Tamanho do texto

+
A
--

Além da ficção: o estranho caso do homem que vê sem enxergar

Um homem cego, conhecido no mundo médico como TN, caminha por um longo corredor repleto de caixas, cadeiras e artigos de escritório espalhados.

Ele não sabe que os obstáculos estão lá, mas mesmo assim se desvia de todos, esgueirando-se cuidadosamente entre uma lixeira e a parede aqui, circundando um tripé de câmera ali; tudo isso sem se dar conta de que fez manobras especiais. TN pode não enxergar, mas ele tem “visão cega” - a capacidade de reconhecer objetos em um ambiente mesmo sem ter ciência de que se pode vê-las.

A cegueira de TN é de um tipo extremamente raro, causada por dois acidentes vasculares cerebrais (AVCs) sofridos em 2003. Danificou-se uma área na parte traseira de seu cérebro chamada córtex visual primário, primeiro no hemisfério esquerdo e, cinco semanas depois, no direito. Seus olhos continuam perfeitamente saudáveis, mas, como seu córtex visual não recebe mais os sinais enviados, TN ficou completamente cego.

Já em 1917 médicos relatavam casos de visão cega - então tratados como visão residual - em soldados feridos na Primeira Guerra Mundial. Meio século se passaria, no entanto, antes que começasse uma pesquisa mais organizada e objetiva sobre essa capacidade. Primeiro, em 1967, Lawrence Weiskrantz e seu aluno Nicholas K. Humphrey, então da University of Cambridge, estudaram macacos cirurgicamente alterados. Em 1973, Ernst Pöppel, Richard Held e Douglas Frost, todos do Massachusetts Institute of Technology, mediram os movimentos oculares de um paciente e descobriram que ele tinha leve tendência a olhar para estímulos que não podia enxergar conscientemente.

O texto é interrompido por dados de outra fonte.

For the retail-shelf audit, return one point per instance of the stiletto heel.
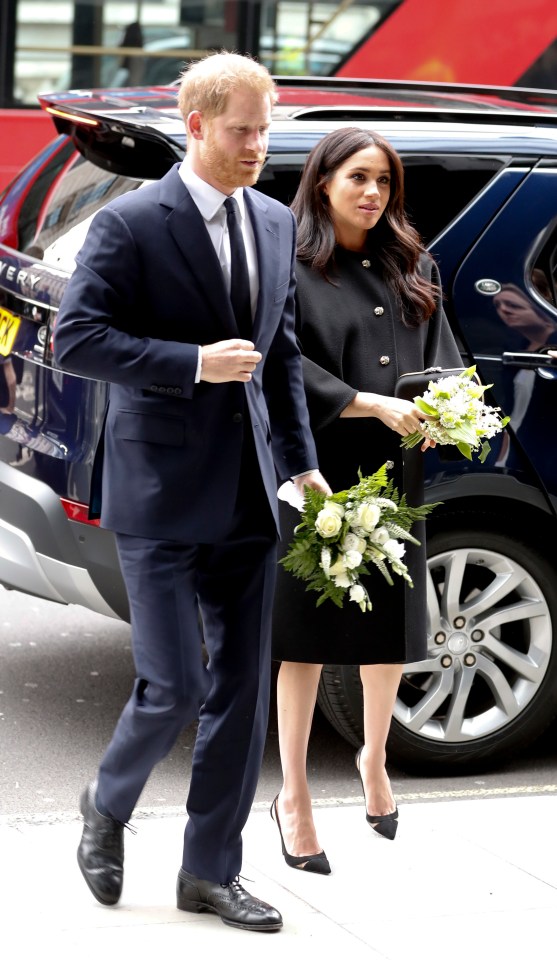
(312, 863)
(385, 825)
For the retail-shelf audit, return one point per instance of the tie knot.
(231, 207)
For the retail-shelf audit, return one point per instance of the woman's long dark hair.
(398, 245)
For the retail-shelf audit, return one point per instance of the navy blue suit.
(186, 475)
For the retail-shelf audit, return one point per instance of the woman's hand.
(399, 415)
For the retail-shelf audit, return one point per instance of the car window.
(72, 203)
(544, 270)
(34, 200)
(437, 188)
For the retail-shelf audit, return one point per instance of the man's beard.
(225, 169)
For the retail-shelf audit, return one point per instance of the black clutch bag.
(410, 385)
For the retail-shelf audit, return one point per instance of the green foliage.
(327, 563)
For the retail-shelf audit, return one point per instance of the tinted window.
(437, 188)
(32, 205)
(77, 196)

Essas descobertas suscitaram mais pesquisas sistemáticas com animais sem o córtex visual primário (também chamado V1), a maioria conduzida por Weiskrantz e seus colaboradores. Alguns estudos estabeleceram que os animais retêm uma significativa capacidade visual após a remoção do córtex visual (detectando movimento e discriminando formas, por exemplo).

A pesquisa atual sobre a visão cega busca entender a gama de habilidades de percepção que possam ser retidas por quem sofre de cegueira cortical e determinar quais regiões do cérebro e caminhos neuronais são responsáveis. O conhecimento obtido diz algo sobre todos nós, porque, mesmo que nunca venhamos a sofrer um dano catastrófico como o de TN, as mesmas funções cerebrais inconscientes que se manifestam nele - como a surpreendente capacidade de ver sem saber - são, certamente, uma parte constante e invisível da nossa própria existência diária.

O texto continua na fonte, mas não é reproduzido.